The provider of media entertainment content to mobile devices was hit by tough conditions in Argentina, which is its main market, and in India, the market into which it expanded in order to reduce reliance on Argentina.
Revenue in the year to the end of June plummeted to £1.3mln from £3.1mln but the underlying loss (EBITDA) narrowed to £1.0mln from £1.2mln.
Revenue in Argentina declined significantly during the fourth quarter of its financial year, primarily due to the devaluation of the Argentinian peso.
The cash-strapped company said its performance was also affected by the limited funds available for working capital purposes.
The company dismissed the managing director of its operations in Argentina in April, resulting in a further £110,000 in restructuring and redundancy costs on top of those previously announced.
The company now expects to cough up around £400,000 related to its round of redundancies in Argentina.

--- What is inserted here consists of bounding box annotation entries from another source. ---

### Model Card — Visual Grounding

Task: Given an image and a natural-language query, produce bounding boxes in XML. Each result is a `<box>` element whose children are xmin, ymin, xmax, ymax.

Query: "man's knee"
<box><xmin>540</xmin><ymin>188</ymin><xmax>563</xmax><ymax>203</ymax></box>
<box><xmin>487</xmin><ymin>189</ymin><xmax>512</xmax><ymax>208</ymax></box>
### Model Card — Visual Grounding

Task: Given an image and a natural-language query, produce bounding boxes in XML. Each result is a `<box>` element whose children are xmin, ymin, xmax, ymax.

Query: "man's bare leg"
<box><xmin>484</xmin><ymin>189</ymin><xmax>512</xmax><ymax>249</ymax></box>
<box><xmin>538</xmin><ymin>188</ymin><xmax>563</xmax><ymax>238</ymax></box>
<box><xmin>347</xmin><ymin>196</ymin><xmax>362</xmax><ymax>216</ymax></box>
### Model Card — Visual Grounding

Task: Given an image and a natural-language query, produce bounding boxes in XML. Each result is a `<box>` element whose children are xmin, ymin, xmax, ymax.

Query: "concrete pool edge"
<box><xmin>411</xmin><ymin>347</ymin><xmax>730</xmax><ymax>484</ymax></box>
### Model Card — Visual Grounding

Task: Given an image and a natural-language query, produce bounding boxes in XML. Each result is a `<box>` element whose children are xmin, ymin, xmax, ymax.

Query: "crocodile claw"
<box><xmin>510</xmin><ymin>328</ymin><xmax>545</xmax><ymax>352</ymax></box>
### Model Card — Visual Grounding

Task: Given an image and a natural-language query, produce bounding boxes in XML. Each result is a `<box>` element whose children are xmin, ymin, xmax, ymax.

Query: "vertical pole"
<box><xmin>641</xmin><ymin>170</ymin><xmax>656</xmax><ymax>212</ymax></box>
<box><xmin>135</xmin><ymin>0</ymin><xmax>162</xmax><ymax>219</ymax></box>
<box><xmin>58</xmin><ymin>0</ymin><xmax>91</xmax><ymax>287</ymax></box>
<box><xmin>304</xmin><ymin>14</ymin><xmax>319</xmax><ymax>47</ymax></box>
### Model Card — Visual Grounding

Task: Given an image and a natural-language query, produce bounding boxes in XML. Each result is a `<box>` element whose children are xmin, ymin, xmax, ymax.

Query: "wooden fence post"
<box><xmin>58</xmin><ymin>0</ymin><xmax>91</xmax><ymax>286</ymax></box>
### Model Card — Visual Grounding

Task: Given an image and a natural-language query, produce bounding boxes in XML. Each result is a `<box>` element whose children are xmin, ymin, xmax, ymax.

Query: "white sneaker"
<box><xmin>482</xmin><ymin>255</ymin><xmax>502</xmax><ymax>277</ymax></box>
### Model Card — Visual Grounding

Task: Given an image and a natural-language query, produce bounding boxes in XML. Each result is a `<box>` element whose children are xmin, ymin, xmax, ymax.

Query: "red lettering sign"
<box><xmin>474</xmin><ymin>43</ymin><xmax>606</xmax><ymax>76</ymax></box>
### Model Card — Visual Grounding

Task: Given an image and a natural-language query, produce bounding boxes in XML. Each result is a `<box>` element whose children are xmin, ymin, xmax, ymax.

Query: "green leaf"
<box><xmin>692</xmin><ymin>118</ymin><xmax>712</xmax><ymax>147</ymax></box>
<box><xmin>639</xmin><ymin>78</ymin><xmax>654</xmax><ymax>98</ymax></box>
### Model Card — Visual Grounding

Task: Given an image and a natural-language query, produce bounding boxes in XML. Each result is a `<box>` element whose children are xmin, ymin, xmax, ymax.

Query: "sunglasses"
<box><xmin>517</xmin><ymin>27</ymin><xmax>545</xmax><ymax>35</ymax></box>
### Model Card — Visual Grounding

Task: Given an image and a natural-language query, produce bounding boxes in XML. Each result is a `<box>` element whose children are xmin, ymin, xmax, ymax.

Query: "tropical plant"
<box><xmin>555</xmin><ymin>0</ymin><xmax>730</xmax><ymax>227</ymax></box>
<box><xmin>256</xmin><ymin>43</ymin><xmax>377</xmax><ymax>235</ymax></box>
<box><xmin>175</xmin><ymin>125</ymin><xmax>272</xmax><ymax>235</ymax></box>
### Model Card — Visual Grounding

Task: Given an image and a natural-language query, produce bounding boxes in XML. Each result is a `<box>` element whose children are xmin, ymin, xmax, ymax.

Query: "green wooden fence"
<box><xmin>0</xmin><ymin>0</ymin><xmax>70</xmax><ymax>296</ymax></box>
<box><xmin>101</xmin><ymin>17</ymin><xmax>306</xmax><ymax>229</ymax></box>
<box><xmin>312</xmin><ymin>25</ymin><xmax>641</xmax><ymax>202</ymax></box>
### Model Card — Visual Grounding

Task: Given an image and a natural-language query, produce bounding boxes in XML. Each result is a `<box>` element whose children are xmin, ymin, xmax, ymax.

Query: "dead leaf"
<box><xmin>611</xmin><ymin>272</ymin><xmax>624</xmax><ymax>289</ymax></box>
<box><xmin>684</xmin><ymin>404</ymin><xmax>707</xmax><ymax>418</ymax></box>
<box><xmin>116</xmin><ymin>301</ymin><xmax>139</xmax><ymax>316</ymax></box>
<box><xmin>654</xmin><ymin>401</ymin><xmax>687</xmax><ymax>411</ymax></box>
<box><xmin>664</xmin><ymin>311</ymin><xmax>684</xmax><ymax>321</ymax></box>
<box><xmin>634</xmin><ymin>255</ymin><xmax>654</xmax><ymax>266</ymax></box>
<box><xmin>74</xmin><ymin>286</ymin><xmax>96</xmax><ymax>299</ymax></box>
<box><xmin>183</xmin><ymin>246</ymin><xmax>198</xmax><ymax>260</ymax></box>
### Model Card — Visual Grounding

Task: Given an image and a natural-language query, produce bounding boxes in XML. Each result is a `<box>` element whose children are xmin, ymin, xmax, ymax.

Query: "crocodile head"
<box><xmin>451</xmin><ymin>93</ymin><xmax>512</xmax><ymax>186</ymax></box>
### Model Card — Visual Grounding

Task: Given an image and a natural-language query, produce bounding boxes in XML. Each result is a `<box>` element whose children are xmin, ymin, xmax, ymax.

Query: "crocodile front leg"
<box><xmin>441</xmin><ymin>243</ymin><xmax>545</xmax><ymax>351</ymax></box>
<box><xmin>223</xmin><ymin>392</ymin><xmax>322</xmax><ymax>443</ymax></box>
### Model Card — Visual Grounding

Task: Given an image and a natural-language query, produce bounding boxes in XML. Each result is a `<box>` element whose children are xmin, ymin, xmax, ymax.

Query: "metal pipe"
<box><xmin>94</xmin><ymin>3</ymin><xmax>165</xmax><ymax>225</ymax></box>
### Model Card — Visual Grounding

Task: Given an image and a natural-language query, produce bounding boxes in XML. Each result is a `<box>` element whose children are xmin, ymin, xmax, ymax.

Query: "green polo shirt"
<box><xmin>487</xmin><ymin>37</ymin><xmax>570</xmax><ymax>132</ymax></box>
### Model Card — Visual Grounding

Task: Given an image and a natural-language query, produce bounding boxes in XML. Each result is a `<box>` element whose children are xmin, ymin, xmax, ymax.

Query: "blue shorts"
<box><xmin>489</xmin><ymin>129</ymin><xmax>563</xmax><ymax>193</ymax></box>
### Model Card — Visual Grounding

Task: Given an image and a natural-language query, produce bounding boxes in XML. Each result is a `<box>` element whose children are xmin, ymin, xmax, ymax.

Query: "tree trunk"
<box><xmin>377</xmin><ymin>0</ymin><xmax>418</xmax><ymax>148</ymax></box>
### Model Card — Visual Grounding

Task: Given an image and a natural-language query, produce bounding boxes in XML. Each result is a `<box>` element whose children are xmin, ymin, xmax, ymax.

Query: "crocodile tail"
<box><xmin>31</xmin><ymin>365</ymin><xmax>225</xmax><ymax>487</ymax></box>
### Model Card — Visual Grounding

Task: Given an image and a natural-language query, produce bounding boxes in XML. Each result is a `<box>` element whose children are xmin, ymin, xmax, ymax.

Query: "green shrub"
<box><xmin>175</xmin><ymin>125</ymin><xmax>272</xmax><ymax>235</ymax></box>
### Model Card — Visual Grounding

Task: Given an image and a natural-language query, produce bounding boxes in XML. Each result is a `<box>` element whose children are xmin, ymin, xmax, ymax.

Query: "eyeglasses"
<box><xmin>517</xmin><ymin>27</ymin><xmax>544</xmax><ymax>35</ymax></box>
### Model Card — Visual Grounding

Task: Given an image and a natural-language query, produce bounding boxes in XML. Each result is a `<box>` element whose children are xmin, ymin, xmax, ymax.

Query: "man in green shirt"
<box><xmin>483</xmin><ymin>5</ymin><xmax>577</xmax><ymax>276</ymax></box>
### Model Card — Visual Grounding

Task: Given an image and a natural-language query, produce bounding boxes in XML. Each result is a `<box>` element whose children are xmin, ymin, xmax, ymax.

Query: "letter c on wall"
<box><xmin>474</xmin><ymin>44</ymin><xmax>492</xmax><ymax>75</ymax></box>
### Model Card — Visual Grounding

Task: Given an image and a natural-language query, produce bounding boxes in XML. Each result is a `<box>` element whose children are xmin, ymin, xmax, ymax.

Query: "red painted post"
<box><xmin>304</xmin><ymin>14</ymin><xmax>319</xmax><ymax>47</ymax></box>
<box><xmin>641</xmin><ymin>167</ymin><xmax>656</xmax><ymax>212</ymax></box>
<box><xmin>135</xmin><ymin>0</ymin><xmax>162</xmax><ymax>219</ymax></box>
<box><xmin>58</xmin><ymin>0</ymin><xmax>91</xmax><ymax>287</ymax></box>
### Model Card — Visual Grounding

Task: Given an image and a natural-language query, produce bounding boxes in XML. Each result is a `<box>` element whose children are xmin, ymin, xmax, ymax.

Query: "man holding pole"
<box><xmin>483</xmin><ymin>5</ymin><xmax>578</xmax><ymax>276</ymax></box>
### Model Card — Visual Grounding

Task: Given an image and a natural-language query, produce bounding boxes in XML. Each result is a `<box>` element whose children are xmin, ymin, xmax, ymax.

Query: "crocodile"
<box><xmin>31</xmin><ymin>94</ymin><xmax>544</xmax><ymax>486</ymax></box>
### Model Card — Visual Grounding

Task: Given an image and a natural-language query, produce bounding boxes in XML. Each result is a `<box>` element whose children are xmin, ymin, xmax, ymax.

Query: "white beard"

In India, trading has been affected by the consolidation of mobile telecoms operators. On top of that, a number of the companies' partners in India have generated lower revenues during the year.
"Despite the falling revenue and the cost reduction actions implemented, the company continues to focus on potential business development opportunities and financing initiatives in order to ensure that the company has sufficient working capital to support its commercial activities for the foreseeable future,” said Simon Buckingham, the chief executive officer of Mobile Streams.